Network incident, 13 October 2021
13 October - 6pm
For weeks now, we have been facing an increase in DDoS attacks, which we counter every day.
In an effort to improve our defence mechanisms, we continually strengthen our configurations to improve the level of protection offered to our customers.
A change was prepared and validated by our Change Advisory Board (CAB) per the correct Method of Procedures (MOP) and peer review (announced on 2021-10-12 at 16:28 CET).
2021-10-13 09:05 CET - The planned change is initiated as scheduled: (http://travaux.ovh.net/?do=details&id=53785)
2021-10-13 09:18 CET - Change actions are carried out as expected (BGP isolation, configuration updates).
2021-10-13 09:20 CET - When modifying the network configuration, a problem occurred. The router did not interpret a command correctly. The aim was to regulate the redistribution of BGP in OSPF. All IPv6 traffic remained accessible.
2021-10-13 09:21 CET - The team detected a problem with the router's performance and started the escalation process immediately.
2021-10-13 09:25 CET - The start of the crisis management process was launched, in accordance with our procedures in place (the delay with the crisis is due to the expectation related to the convergence time of change).

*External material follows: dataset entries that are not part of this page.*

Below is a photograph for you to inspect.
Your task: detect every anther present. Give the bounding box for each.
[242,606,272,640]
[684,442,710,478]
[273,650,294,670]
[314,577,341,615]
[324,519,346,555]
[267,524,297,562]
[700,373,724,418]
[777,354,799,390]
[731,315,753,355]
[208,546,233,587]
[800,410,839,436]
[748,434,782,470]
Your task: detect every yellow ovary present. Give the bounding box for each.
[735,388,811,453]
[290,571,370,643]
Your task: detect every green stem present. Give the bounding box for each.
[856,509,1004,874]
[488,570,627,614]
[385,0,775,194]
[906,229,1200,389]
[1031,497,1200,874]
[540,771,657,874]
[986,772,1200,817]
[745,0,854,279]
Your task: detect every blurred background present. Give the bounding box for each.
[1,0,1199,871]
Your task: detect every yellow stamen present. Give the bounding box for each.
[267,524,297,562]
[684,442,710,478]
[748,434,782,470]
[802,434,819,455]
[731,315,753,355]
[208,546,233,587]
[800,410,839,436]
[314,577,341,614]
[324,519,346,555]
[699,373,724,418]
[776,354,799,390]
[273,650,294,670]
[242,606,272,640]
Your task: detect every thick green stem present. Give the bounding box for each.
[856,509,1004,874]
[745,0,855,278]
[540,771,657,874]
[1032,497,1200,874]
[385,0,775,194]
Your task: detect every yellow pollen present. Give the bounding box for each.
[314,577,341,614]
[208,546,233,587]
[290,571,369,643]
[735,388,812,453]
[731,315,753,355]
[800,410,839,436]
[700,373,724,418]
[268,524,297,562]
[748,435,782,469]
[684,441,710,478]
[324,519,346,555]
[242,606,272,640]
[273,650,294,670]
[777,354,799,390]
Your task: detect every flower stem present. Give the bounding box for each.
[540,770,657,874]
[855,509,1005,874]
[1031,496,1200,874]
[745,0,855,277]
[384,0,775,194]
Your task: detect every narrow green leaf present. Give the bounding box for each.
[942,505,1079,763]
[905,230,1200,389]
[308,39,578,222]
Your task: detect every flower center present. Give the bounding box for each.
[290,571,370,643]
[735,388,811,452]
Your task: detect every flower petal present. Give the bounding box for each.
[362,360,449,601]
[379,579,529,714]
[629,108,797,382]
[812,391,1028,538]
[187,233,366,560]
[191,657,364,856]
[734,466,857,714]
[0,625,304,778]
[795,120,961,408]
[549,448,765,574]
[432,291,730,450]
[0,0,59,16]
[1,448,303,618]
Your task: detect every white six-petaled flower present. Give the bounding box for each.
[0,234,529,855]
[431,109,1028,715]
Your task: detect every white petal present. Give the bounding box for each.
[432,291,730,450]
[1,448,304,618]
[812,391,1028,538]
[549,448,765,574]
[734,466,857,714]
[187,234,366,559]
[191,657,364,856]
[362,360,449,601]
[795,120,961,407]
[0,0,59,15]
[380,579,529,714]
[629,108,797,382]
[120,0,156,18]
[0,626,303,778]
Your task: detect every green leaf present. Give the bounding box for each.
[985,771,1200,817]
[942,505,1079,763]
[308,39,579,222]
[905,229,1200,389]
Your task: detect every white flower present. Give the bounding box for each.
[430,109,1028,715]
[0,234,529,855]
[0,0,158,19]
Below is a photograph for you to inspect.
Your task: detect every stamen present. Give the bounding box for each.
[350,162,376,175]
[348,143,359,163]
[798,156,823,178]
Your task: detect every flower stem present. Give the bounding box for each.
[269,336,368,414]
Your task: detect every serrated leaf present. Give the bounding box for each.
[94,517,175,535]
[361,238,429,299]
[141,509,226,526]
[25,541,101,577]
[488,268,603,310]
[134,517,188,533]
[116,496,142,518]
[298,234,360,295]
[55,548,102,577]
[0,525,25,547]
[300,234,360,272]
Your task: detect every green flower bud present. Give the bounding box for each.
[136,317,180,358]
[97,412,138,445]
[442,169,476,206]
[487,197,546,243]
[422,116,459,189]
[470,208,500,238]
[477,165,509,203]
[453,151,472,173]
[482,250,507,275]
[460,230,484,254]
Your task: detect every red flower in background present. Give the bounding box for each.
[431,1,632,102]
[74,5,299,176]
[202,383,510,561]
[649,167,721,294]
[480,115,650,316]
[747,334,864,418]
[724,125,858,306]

2021-10-13 09:30 CET - The rollback procedure didn't work, so we took the decision to physically isolate the associated equipment and triggered on-site physical support.
2021-10-13 09:45 CET - The datacentre team is dispatched to the telecom room to launch the second bypass plan.
2021-10-13 10:00 CET - The datacentre technician begins operations in then telecom room (3:00 am local time USA)
2021-10-13 10:02 CET - The first request was for the disconnection of the optical equipment to isolate connectivity and restore service as quickly as possible.
2021-10-13 10:10 CET - We make the decision to power off the faulty router.
2021-10-13 10:18 CET - The defective device is switched off (it takes two minutes for network convergence).
2021-10-13 10:20 CET - First services are restored.
2021-10-13 10:30 CET - The stabilisation of connectivity to restore all remaining services begins.
2021-10-13 10:57 CET - This is the end of the crisis from a technical point of view.
2021-10-13 10:30 CET - Ongoing actions are taken to finalise and verify the stability of our network and finalise the restoration of the remaining adjacent and non-blocking services (tasks will be follow-up actions).
OVHcloud operates a global network that spans all continents. To ensure the best possible access for its customers, this network is fully meshed.
By nature, mesh means that all the routers participating in the network are connected to each other, directly or indirectly, and constantly exchange routing information.
During the outage, the entire internet routing table was announced in the OVHcloud IGP. The massive influx of routing information on the IGP led some routers to behave in an unstable manner. Since the OSPF table was full, this caused the RAM and CPU to become overloaded. The impact was on IPv4 routing only and all IPv6 traffic was accessible.
A convergence loop between BGP and OSPF occurred, rendering IPv4 routing inoperable. This has made it impossible to process IPv4 traffic correctly on all of our websites.
We were able to regain control of the situation very quickly, by accessing the faulty equipment and isolating it from the network.
(After D2 was offline, the network converges began, emptying OSPF tables on devices and routing traffic to nominal gateways.)
Our immediate plan of action is to re-evaluate our change procedure on this type of equipment (which natively applies the command line) and to strengthen the relative change process accordingly.
Since this incident has had an impact on our customers’ use of IPv4, our teams around the world have been monitoring the situation as closely as possible to help customers restore their services and keep them informed.
You can view all information on our operations on our dedicated platform: http://travaux.ovh.net/
We apologise for any inconvenience this may cause you.
13 October - 11:30am
On the October 13th at 9:12am (CET/Paris time), we carried out interventions on a router in our Vint Hill datacentre in the United States, which caused disruptions to our entire network. These interventions were aimed at reinforcing our anti-DDoS protections, attacks have been particularly intense in recent weeks.
The OVHcloud teams quickly intervened to isolate the equipment at 10:15am. Services have been restored since this intervention.
We are currently contacting our customers to confirm that all their services have been restored.
We sincerely apologise to all our customers who were affected and will be as transparent as possible about the causes and consequences of this incident.